Her practice touches on the capacities of materials such as crystals, clay, garnet sand and pigment blocks against forces of compression, gravity, technology or the power of sheer empirical observation, exploring issues of sculptural solidity against painterly fluidity. Consequently, one can expect to find 12- 12-metre-high, colour-dipped silk nets ethereally suspended above circular containers of semi-crystalised dye, as well as free-standing sculptures assembled in Mackie’s customary montage fashion or chunks of raw glass, highlighting the artist’s interest in natural and man-made materials. Christina Mackie’s sculptural installations weave an intricate web of associations between their diverse physical components. Her installations also encompass 3D objects, digitally generated watercolours, ceramics, photographs and found tools. Holding an inherent respect for her materials and an intuitive understanding of the way things work, Mackie’s creative processes are often directed by what something can be made to do. Both personal and complex, her works are imbued with her own experience of the world and her private thought processes. Raised in Canada, Mackie has lived and worked in London since the 1970s.
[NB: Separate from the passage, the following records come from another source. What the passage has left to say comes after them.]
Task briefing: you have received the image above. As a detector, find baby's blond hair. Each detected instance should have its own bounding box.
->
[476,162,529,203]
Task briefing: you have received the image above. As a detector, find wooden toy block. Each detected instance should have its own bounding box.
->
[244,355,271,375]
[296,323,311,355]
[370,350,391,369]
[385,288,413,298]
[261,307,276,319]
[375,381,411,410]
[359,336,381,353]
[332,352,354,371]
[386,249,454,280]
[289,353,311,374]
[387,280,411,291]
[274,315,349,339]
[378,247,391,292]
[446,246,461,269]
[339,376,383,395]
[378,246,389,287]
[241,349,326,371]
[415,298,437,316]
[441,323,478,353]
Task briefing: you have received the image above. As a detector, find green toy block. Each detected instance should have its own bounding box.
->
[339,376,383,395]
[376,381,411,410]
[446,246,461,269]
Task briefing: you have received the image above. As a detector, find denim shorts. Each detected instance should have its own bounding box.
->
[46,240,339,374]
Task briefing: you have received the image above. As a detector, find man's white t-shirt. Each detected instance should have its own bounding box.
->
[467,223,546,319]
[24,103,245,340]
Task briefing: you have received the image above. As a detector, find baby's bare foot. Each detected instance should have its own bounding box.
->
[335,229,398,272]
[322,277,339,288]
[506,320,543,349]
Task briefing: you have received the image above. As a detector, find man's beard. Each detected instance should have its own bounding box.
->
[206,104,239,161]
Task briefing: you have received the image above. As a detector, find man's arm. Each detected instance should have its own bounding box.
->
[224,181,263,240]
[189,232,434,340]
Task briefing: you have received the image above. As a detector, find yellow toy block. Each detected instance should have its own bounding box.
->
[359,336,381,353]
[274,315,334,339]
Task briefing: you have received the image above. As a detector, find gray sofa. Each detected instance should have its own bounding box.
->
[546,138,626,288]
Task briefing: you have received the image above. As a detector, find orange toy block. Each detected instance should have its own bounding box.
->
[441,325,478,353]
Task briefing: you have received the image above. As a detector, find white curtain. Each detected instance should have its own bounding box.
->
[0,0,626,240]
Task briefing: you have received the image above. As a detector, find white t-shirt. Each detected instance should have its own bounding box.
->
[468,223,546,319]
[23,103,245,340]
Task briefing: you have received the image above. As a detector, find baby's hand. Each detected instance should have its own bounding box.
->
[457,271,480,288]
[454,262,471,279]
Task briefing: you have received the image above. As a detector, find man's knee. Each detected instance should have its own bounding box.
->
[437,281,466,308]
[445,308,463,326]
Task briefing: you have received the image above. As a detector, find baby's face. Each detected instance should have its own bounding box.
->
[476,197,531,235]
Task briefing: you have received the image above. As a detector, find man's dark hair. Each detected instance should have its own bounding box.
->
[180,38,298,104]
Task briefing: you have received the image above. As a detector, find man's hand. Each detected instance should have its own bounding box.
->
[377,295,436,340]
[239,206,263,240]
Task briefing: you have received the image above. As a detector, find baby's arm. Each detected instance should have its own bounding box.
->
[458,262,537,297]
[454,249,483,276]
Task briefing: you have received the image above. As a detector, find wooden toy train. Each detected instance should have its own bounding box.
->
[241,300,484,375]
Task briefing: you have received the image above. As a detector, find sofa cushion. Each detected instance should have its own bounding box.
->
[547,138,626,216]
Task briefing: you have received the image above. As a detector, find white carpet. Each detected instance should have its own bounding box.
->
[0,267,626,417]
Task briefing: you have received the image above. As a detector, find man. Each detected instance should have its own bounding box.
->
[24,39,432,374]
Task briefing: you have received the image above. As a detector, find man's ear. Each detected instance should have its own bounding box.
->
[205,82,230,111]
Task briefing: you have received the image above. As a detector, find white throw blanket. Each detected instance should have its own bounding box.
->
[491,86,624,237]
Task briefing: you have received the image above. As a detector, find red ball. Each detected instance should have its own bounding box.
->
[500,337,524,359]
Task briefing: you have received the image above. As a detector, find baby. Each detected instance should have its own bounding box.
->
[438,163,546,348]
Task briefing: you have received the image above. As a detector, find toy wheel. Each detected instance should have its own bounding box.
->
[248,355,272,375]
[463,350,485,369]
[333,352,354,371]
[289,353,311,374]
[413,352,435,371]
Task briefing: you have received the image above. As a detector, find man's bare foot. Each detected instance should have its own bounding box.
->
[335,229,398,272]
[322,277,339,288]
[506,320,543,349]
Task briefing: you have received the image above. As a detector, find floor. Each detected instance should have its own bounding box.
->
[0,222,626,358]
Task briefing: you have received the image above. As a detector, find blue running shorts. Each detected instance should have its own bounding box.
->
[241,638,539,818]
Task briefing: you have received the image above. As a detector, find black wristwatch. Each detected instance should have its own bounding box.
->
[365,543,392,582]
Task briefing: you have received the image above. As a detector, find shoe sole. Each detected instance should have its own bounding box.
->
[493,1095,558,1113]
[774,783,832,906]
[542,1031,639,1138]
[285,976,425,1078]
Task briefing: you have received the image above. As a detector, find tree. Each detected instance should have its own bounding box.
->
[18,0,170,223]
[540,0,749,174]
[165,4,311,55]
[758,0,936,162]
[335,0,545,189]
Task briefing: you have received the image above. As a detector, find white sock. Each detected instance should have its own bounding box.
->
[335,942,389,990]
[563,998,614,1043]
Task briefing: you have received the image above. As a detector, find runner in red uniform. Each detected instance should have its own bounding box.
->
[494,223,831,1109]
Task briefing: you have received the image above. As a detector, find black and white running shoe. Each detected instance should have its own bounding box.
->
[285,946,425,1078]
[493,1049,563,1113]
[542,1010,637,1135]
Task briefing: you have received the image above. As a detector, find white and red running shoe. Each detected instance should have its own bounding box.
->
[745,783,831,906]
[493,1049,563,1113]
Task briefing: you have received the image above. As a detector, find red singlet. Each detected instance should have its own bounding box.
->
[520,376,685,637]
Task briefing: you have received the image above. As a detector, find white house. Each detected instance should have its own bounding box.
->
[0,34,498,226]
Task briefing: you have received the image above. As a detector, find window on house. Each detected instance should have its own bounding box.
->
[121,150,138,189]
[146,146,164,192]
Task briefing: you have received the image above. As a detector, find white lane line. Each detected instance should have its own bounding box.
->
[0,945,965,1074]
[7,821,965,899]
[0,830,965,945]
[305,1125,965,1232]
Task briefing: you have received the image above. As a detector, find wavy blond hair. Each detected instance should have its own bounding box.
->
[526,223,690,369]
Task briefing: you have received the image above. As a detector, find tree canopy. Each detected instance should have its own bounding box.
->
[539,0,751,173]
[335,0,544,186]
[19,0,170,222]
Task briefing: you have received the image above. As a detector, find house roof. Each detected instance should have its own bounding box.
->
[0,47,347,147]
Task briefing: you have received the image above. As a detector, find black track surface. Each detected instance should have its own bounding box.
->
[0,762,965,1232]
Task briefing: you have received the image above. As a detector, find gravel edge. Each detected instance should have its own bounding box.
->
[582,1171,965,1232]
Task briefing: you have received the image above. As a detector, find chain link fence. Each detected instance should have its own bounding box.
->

Mackie won the Becks Futures Art Prize in 2005. She was also the recipient of the Paul Hamlyn Award – a three-year production grant which she was awarded in 2010; in the same year, she received the Arts Council England 2010 Oxford/Melbourne Fellowship. Mackie won the Contemporary Art Society’s Commission to Collect annual award in 2012, exhibiting the resulting work The Judges III at Nottingham Castle Museum & Art Gallery in 2013. Among others, her works are present in both the Tate and the Arts Council collections. The Contemporary Art Society will support a monograph of her work, scheduled to be published this year.